Joseph Michael Swango "psycho-criminologie.com"

   Enfance et études

    Joseph Michael Swango est né le 21 octobre 1954 à Tacoma, dans l'État de Washington. Il est le deuxième fils de Muriel et de John Virgil Swango sur les trois qu'aura le couple. Sa mère pense très tôt que Michael est un garçon doué.
   Son père, John est un officier de l'armée qui a servi dans la guerre du Vietnam et qui est amené à se rendre dans différentes bases et donc qui contraint sa famille à se déplacer constamment. Ce n'est qu'en 1968 que tous s'installent enfin à Quincy, dans l'Illinois.
   L'atmosphère de la maison est différente suivant la présence ou non de John. Lorsqu'il n'est pas là, Muriel essaye de maintenir une situation plutôt paisible et de respect avec ses enfants, préférant sévir seulement quand il le faut. Quand John est présent, la situation est tout autre. Le militaire use d'une discipline stricte pour mener son monde. Les garçons et leur mère craignent John qui se met à boire et installe une ambiance de tension à l'intérieur de la demeure. Déprimé, John plonge de plus en plus et Muriel finit par divorcer.
    En grandissant, Joseph Michael voit peu son père et se rapproche beaucoup de sa mère.

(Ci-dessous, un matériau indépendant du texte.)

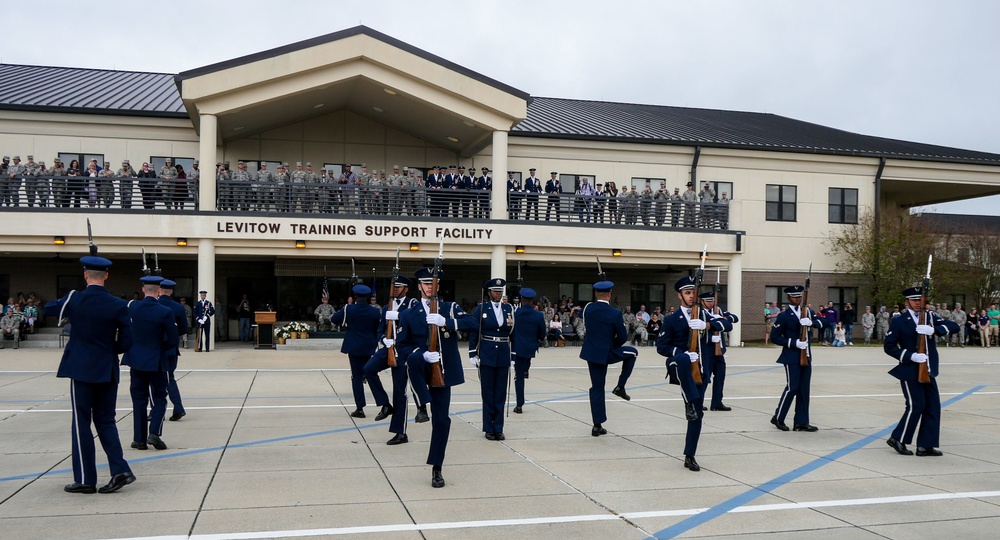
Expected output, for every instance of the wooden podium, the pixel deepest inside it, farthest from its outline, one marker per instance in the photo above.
(265, 329)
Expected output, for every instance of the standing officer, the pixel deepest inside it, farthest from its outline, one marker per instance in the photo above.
(101, 330)
(414, 330)
(786, 332)
(362, 320)
(203, 313)
(714, 364)
(530, 329)
(603, 345)
(923, 403)
(389, 324)
(180, 318)
(154, 334)
(489, 350)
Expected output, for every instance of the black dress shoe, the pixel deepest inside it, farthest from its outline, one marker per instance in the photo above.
(399, 438)
(899, 447)
(156, 442)
(384, 413)
(117, 482)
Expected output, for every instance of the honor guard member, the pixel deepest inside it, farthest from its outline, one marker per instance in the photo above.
(923, 403)
(180, 318)
(604, 344)
(786, 332)
(714, 365)
(415, 325)
(362, 320)
(530, 330)
(101, 330)
(154, 335)
(203, 313)
(489, 350)
(398, 303)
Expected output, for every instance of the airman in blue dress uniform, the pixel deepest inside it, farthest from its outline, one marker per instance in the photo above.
(604, 344)
(489, 350)
(101, 330)
(362, 320)
(529, 331)
(154, 335)
(786, 332)
(379, 361)
(414, 330)
(923, 402)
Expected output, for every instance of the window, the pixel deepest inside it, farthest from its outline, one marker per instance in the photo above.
(843, 205)
(780, 203)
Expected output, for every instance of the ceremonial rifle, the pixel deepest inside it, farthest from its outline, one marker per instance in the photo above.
(695, 314)
(923, 372)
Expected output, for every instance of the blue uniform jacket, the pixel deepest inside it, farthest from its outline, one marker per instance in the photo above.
(154, 333)
(413, 334)
(491, 353)
(605, 331)
(529, 331)
(100, 331)
(786, 330)
(362, 322)
(901, 343)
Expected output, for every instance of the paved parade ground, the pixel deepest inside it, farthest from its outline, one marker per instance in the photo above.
(268, 450)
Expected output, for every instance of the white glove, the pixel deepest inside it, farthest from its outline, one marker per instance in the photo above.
(697, 324)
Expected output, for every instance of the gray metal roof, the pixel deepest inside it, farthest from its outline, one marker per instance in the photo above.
(92, 91)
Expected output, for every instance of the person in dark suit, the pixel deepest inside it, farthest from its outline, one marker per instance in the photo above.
(414, 330)
(203, 313)
(786, 332)
(489, 351)
(362, 320)
(603, 345)
(923, 402)
(379, 361)
(180, 317)
(715, 364)
(101, 330)
(154, 336)
(530, 329)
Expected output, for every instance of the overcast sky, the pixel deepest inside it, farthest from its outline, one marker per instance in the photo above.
(917, 70)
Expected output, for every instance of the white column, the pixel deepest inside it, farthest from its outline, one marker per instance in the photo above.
(498, 207)
(207, 157)
(735, 297)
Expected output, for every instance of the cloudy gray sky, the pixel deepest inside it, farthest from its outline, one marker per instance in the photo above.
(916, 70)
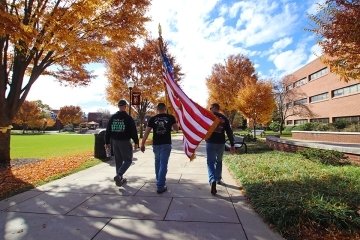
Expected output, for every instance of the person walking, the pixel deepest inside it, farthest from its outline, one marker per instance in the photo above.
(120, 129)
(215, 147)
(161, 124)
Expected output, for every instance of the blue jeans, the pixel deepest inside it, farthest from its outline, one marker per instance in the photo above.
(162, 154)
(214, 153)
(123, 154)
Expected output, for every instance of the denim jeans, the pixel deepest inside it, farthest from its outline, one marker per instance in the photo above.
(123, 154)
(162, 154)
(214, 153)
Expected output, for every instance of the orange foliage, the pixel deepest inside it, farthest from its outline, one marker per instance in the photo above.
(70, 115)
(226, 80)
(58, 38)
(142, 65)
(28, 114)
(256, 102)
(338, 27)
(29, 175)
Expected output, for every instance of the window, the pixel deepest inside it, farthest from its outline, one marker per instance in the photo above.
(320, 120)
(300, 121)
(346, 90)
(351, 119)
(300, 82)
(300, 101)
(318, 74)
(319, 97)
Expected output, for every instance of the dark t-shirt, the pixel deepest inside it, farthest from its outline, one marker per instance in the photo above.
(218, 136)
(121, 127)
(161, 125)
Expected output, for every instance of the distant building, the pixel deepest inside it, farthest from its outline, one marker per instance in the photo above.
(328, 98)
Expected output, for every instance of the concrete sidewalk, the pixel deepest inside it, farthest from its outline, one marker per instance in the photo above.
(88, 205)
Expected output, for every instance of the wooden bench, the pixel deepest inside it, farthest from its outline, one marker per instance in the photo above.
(258, 132)
(239, 142)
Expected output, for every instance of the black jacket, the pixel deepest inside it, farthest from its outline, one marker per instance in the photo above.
(121, 127)
(218, 136)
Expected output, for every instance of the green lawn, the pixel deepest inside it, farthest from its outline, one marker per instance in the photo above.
(299, 196)
(49, 145)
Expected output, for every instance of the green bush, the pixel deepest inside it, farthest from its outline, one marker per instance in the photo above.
(340, 124)
(329, 157)
(275, 126)
(288, 129)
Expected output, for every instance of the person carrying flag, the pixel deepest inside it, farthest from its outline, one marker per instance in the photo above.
(161, 124)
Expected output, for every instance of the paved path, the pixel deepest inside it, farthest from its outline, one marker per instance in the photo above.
(88, 205)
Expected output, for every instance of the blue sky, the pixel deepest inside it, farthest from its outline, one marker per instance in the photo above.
(205, 32)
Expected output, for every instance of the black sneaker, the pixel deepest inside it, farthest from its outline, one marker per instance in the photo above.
(162, 190)
(120, 181)
(213, 188)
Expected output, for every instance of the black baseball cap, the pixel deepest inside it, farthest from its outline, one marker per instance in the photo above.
(122, 102)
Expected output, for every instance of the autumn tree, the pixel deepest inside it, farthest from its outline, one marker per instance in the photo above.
(286, 99)
(143, 65)
(70, 115)
(57, 38)
(338, 28)
(28, 114)
(227, 79)
(256, 102)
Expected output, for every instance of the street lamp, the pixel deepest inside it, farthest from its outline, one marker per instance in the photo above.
(130, 84)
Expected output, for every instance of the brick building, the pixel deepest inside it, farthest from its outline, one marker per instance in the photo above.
(328, 98)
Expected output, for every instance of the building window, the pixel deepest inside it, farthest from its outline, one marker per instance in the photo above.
(319, 97)
(300, 82)
(351, 119)
(318, 74)
(320, 120)
(346, 90)
(300, 121)
(300, 101)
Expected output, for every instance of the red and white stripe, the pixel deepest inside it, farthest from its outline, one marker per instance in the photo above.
(196, 122)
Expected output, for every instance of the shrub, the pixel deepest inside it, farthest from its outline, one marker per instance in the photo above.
(340, 124)
(322, 127)
(288, 129)
(329, 157)
(275, 126)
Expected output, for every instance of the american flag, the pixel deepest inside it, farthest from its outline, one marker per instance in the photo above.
(196, 122)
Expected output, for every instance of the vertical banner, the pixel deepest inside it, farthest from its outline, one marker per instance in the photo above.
(135, 98)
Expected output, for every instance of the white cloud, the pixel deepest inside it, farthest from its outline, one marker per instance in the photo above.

"John Michael Swango en 1972" "psycho-criminologie.com"
John Michael Swango en 1972


   En 1972, il est élève du lycée catholique de Quincy alors que ses frères fréquentent les écoles publiques. Clarinettiste dans le groupe de musique de Quincy, il fait une tournée, joue aussi du piano, et chante à l'instar de sa mère.
   A la sortie du lycée, il opte pour la Millikin University de Decatur dans l'Illinois où il reçoit une bourse d'études musicale et maintient son niveau scolaire durant deux ans, se montrant bon élève jusqu'à ce qu'il se sépare de sa petite amie d'alors.
   Il quitte l'Université et intègre le corps des Marines, y suit une formation au Marine Corps Recruit Depot de San Diego comme tireur d'élite et reçoit une notation favorable en 1976 quand il en part, décidant de ne pas poursuivre sa carrière militaire. Même s'il ne sert pas à l'étranger, il garde de son passage dans l'armée l'amour de l'exercice physique et se met à faire du jogging ou de la gymnastique suédoise alors qu'il a retrouvé l'université. Il était d'ailleurs connu pour effectuer des pompes en guise d'auto-punition lorsque ses instructeurs le critiquaient.
   A la Quincy University, il obtient son diplôme en chimie avec mention et fait une thèse sur le décès par empoisonnement de l'écrivain bulgare Georgi Markov. C'est là qu'il développe son intérêt obsessionnel pour les poisons. Avec son prix d'excellence sous le bras, Swango poursuit  ses études en rejoignant la faculté de médecine de la Southern Illinois University School of Medicine.

 

"Swango militaire" "psycho-criminologie.com"

   La faculté de médecine

    Alors qu'il est étudiant et brillant élève, Swango plutôt que de faire son internat préfère travailler comme ambulancier. Il faut dire qu'il a une fascination troublante pour les patients mourants et bien que personne n'y ait vraiment pensé à l'époque, beaucoup d'entre eux ont fini par avoir des ennuis cardiaques et cinq d'entre eux sont décédés. Il se fait surnommer double O, référence au slogan de James Bond et au "Permis de tuer" par ses collègues.
   Concernant ses études et les examens, il a une technique toute simple : la tricherie. 
   Un certain nombre de ses camarades l'avaient déjà soupçonné de tels faits jusqu'à ce qu'il se fasse finalement prendre lors de sa deuxième année en médecine. Il a failli être expulsé, mais grâce au vote d'un membre du comité de l'université, Michel Joseph Swango a été autorisé à avoir une seconde chance. Ce qui n'empêche pas les étudiants de sa classe et ses professeurs à douter de ses compétences à exercer le futur métier de médecin. Ils le jugent en effet incompétent, paresseux et surtout étrange.
   Il lui faudra donc un an de plus pour clôturer ses études et sortir diplômé à condition qu'il accomplisse plusieurs tâches dans d'autres spécialités.  
   En dépit d'une évaluation très médiocre écrite par le doyen de l'université, Swango obtient un stage en chirurgie au Centre médical Rodes Hall de l'Ohio State University (aujourd'hui le centre médical Wexner Hall) suivi d'un internat en neurochirurgie.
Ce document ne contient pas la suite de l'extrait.